Embora, uma análise a respeito das abordagens da política internacional dos Estados Unidos da América desde o final do século XIX ao começo do século XX conduz à crença de que as posições assumidas por esta nação, uma postura isolacionista e outra missionária, seriam aparentemente contraditórias. Muitos autores afirmam suas qualidades:

a de que os Estados Unidos possuíam o melhor sistema governativo do mundo e o resto da humanidade podia alcançar a paz e a prosperidade abandonando a diplomacia tradicional e adotando o respeito da América pelo direito internacional e pela democracia102.
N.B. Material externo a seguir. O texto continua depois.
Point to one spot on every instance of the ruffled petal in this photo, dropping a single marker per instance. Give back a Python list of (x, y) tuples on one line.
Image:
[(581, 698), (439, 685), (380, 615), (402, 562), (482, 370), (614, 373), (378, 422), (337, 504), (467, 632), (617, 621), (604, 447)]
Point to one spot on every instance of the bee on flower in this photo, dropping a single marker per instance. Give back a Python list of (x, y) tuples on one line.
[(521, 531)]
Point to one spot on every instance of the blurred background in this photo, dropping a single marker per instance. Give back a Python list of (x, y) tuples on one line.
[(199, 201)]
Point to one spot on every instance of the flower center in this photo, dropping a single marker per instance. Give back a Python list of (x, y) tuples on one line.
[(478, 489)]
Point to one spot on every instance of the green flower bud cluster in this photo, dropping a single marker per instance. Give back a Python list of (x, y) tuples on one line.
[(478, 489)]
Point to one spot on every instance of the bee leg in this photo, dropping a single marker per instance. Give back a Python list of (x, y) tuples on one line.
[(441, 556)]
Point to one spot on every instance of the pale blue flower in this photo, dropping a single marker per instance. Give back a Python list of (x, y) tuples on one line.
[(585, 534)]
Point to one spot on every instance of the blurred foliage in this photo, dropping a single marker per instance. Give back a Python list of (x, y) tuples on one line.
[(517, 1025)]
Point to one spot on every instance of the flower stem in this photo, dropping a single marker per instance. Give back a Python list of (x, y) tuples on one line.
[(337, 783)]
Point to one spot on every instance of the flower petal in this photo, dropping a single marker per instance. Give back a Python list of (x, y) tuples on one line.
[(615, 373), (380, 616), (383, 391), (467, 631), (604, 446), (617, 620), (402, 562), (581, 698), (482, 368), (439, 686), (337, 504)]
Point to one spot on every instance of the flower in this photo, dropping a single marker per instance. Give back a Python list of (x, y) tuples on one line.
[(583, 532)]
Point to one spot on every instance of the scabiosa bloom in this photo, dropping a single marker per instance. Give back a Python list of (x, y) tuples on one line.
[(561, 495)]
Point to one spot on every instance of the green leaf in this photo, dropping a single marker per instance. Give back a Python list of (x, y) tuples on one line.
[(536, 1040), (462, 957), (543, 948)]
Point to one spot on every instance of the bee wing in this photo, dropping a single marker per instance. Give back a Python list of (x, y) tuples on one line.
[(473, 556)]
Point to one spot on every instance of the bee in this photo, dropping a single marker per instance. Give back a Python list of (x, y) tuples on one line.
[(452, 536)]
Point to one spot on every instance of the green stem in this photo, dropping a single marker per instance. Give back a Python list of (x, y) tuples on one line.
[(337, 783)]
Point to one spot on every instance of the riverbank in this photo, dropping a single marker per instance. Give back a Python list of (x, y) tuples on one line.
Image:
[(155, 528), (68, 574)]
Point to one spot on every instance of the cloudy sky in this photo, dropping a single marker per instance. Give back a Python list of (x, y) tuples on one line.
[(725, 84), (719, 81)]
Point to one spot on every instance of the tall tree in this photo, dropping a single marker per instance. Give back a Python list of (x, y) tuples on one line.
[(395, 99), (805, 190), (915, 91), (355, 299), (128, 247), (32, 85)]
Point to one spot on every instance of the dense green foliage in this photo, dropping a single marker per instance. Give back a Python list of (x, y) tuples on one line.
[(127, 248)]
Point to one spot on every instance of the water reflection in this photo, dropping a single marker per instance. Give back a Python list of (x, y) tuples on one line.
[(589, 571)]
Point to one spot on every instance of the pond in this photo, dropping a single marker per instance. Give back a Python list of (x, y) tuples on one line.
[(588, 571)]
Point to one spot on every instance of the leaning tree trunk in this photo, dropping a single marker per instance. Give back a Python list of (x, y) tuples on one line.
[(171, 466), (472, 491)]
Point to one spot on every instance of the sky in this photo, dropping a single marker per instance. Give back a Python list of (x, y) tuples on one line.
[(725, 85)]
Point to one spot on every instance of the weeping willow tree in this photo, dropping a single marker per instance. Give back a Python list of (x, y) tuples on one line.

Ambas as escolas de pensamento – a da América como guia e a da América como missionaria – consideram normal uma ordem global internacional baseada na democracia, no comércio livre e no direito internacional. Por nunca ter existido um sistema com essas características, a evocação desses pensamentos parece, frequentemente, aos olhos das outras nações como sendo uma perspectiva utópica e, muitas vezes, também ingênua.

No entanto, o cepticismo estrangeiro nunca ofuscou o idealismo de Woodrow Wilson, de Franklin Roosevelt, de Ronald Reagan ou mesmo de todos os outros presidentes do século XX. Se essas três visões têm alguma influência, essa foi a de estimular a crença americana de que a história pode ser ultrapassada e de que é necessário aplicar os preceitos morais da América se o mundo aspira realmente a alcançar a paz103.